JAKARTA – Menteri Rini Widyantini mengingatkan bahwa Kementerian Pendayagunaan Aparatur Negara dan Reformasi Birokrasi (PANRB) harus mampu memandang bahwa laki-laki dan perempuan memiliki kesetaraan dalam berkarya.
Hal ini disampaikan karena Kemen PANRB merupakan leading sector dalam tata kelola SDM (Sumber Daya Manusia).
Rini juga mengatakan rendahnya representasi perempuan dalam jabatan pimpinan tinggi bukan semata-mata karena kurangnya kualifikasi. Padahal, persentase jumlah ASN perempuan saat ini sebanyak 57 persen.
“Secara garis besar, Kementerian PANRB mengupayakan kebijakan yang mendukung perempuan untuk memecahkan hambatan individual, kultural, dan kelembagaan. Sehingga harapannya akan terbuka jalan bagi perempuan untuk mencapai potensi penuh mereka dalam kariernya sebagai ASN,” kata Rini dalam keterangannya di Jakarta, Kamis (5/11).
Sementara itu, berdasarkan penelitian, PROSPERA telah mengidentifikasi beberapa hambatan utama yang dihadapi perempuan dalam mengembangkan karier di sektor publik.
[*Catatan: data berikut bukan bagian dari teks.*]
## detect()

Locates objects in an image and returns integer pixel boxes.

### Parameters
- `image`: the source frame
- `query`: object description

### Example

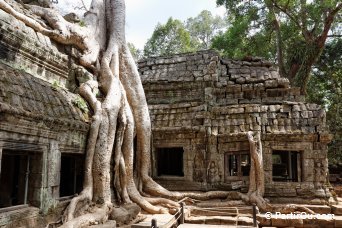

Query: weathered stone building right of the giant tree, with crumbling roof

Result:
[139,51,330,201]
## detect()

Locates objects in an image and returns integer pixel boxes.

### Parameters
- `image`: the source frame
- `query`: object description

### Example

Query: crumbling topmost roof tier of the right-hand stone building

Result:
[138,50,290,94]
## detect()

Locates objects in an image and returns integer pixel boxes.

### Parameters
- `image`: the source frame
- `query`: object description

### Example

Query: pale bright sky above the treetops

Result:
[59,0,225,49]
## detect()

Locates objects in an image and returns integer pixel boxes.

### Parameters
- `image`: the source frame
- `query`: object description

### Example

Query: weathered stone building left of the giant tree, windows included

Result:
[0,5,89,227]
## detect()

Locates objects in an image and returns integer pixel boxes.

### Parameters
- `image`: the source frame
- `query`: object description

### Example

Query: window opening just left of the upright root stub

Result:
[225,152,251,181]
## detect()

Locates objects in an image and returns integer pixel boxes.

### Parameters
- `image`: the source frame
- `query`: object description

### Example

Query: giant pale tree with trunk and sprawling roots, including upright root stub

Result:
[0,0,316,227]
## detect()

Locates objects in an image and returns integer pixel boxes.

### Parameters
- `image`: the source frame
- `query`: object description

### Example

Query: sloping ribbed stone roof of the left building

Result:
[0,63,89,132]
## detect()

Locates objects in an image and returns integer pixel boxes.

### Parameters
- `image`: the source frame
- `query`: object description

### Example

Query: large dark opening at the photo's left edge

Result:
[0,150,41,208]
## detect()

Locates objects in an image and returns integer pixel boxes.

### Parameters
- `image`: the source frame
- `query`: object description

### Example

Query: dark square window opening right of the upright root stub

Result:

Hambatan yang dihadapi perempuan meliputi faktor keluarga, faktor individu, dan aspek budaya kerja. Oleh sebab itu, Kementerian PANRB juga telah menginisiasi beberapa kebijakan strategis dalam mendukung perempuan untuk mengatasi hambatan pengembangan karier.
Pertama, ASN memiliki panduan budaya kerja yang terangkum dalam BerAKHLAK.
“Nilai-nilai BerAKHLAK sejatinya merupakan fondasi untuk membangun budaya kerja yang inklusif. Misalnya, nilai ‘Kompeten’ mendorong kita untuk memberikan kesempatan yang sama bagi semua ASN untuk mengembangkan potensi mereka, tanpa memandang gender,” katanya.
Nilai ‘Harmonis’ dan ‘Kolaboratif’ diterapkan dengan menciptakan lingkungan kerja yang bebas dari diskriminasi dan harassment, sehingga siapa saja akan merasa aman dan nyaman untuk berkontribusi.
Kemudian, nilai ‘Adaptif’ mendorong individu untuk menerima perspektif yang berbeda, termasuk perspektif perempuan, yang penting dalam menciptakan lingkungan kerja yang inklusif dan menghargai perbedaan.
Kebijakan kedua, melalui Peraturan Menteri PANRB tentang Sistem Kerja, seluruh ASN pada Jabatan Fungsional dan Pelaksana diberikan kesempatan yang sama untuk dapat menjadi team leader, tanpa memandang gender, karena basis utamanya adalah keahlian dan kompetensi.
Sistem tersebut membuka kesempatan yang luas bagi ASN perempuan untuk dapat menjadi ketua tim, yang sekaligus sebagai wadah melatih kemampuan manajerial pegawai untuk ke depannya menjadi Pejabat Pimpinan Tinggi.
“Kebijakan lainnya, melalui Peraturan Presiden tentang Hari Kerja dan Jam Kerja Instansi Pemerintah dan Pegawai ASN, Bapak Presiden telah memberikan pengaturan bahwa Pegawai ASN dapat melaksanakan tugas kedinasan secara fleksibel, baik secara lokasi dan/atau waktu,” jelas Rini.
“Hal ini memberikan kesempatan bagi pegawai ASN perempuan, khususnya bagi yang telah berkeluarga untuk dapat menyeimbangkan agenda pekerjaan, tanpa mengabaikan perannya dalam keluarga,” sambungnya.
Selain itu, pada kebijakan terbaru yakni lewat RPP Manajemen ASN mengatur ketentuan cuti bagi ASN pria yang mendampingi istrinya melahirkan.
Kebijakan ini merupakan pesan kuat bahwa peran pengasuhan anak yang seringkali dibebankan pada perempuan sehingga menjadi hambatan dalam pengembangan karier, kini menjadi tanggung jawab bersama.
Dirinya meminta dukungan aktif semua pihak pada upaya memperkuat peran perempuan dalam birokrasi.
“Perubahan budaya yang mendalam membutuhkan partisipasi aktif seluruh lapisan masyarakat, mulai dari dari keluarga, masyarakat, termasuk swasta dan civil society. Bersama-sama, kita dapat membangun lingkungan yang inklusif dan memberdayakan bagi perempuan, sehingga mereka dapat mencapai potensi penuhnya sebagai ASN,” pungkasnya.